Hi Tweedle...wow...what a disaster for you and your son. I feel for you both. I had a messy divorce years ago and lost everything, including my 2 children whom I loved and spent lots of time with. That was over 25 years ago, and I still struggle to get any meaningful relationship with my children even though they have now grown up and in their later 20's/early 30's.

Can I suggest you and your soon need to get some family law advice as soon as possible. In doing so, you also need to consider whether the legal adviser can suggest a good counsellor experienced in these issues, that can give you both some support and guidance. You both sound to have had a raw deal, and it would be easy to get bitter and twisted, and for your son to lose total confidence in himself and his ability to ever meet someone else and build a mutually rewarding relationship.

However, I can attest that although I had a hell of 2 years with my divorce proceedings, I have come through with the support of some of my family, and have grown to love again, and hold a positive outlook on life.

Let us know how you go and feel free to continue posting here on your progress or if you need support on related issues

white knight
Community Champion
Community Champion

Hi tweedle, welcome

You would appeciate there are two sides to every story?. And that what goes on behind closed doors is known only by the two behind it.

It is normal for you to side with your son but it is beyond that now, it is more important to look at strategies to save whatever he can to secure visiting rights to his child and as you are the childs grandmother for you to be the peacemaker for that relationship and for your own benefit and that of the childs.

Your judgement on the relationship should not be expanded any further. Couples do split, people interfere. Thats life. Be a grandmother, aim for that. Aim for a good communication level with your daughter in law and her mother. Such "friendship" should not mean you betray your son.

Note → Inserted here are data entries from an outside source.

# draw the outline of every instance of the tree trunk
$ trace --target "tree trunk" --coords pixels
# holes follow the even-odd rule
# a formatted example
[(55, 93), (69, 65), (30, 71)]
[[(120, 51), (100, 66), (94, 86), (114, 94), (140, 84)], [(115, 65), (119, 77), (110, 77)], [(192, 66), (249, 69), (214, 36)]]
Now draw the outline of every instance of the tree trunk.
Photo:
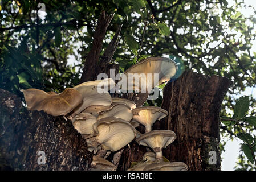
[[(172, 130), (177, 135), (175, 141), (164, 149), (164, 156), (171, 162), (184, 162), (189, 170), (220, 169), (220, 111), (230, 84), (225, 77), (192, 71), (166, 84), (161, 108), (169, 114), (153, 127)], [(131, 162), (142, 160), (145, 147), (133, 142), (131, 148), (124, 150), (119, 169), (126, 170)]]
[(89, 169), (92, 155), (70, 120), (28, 111), (1, 89), (0, 98), (0, 170)]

Advocate to them your love for your grandchild and leave the parents marriage to them, regardless of future property divide and other issues they face ...including any injustice you might feel.

Tony WK

I really do like both my daughter in law and her mum, Tony. I think that is why I was shattered when someone said they thought this was all a ploy. I do hope they can find their way back to each other. If they do, I would really welcome it, and I still love her, as you do with even an adult child. You may not like what they do, but you don't stop loving them just the same. That's why I am so hurt by it all.

I have encouraged him to go to couples counselling with her in the hope they can work it out. I have never once gone there unless she has phoned asking me to, and I would prefer to stay out of it while they make the effort. I want so much to believe we are wrong, and this is what I originally thought, a bump in the road. But I am shedding many tears over it all.

Hi tweedle

Sorry I've been preoccupied.

I dont think there is anything further l can comment on. Life sometimes includes such tragic circumstances. I hope you can withdraw for a while and try again

Tony WK

Cat_inapastlife
Community Member

Hi Tweedle,

I'm sorry to hear you are going through this difficult time, and I hope there is some clear sky soon ahead.

Although I sense that you may not like this, my advice is much the same as Tony's. I suggest you read his advice very carefully, and understand what is being said there.

As a daughter in law myself, I must stress that it is not your place to be making judgement on the relationship, that is, who is right and who is wrong. Most likely, there is no right and wrong person and unfortunately this is a relationship that has ended. The only thing you can do now is have an open and honest relationship with the mother, her mother and your grandchild. You are incredibly luck that she did come to you for your help initially and I think that speaks volumes about her wanting you in her life, and you being a voice she needs to hear.

The finances you speak about initially are irrelevant and I suggest you don't dwell on these details any further. Their situation in this regard is probably not greatly different from many social norms these days, and you need to respect that everyone has a role to play, and in this case your husband was a great financial support to his family. You cannot hold that against anyone.

I hope you can find some acceptance of the relationship break soon, and work on what is now important. Building your relationship with your grandchild and his mother.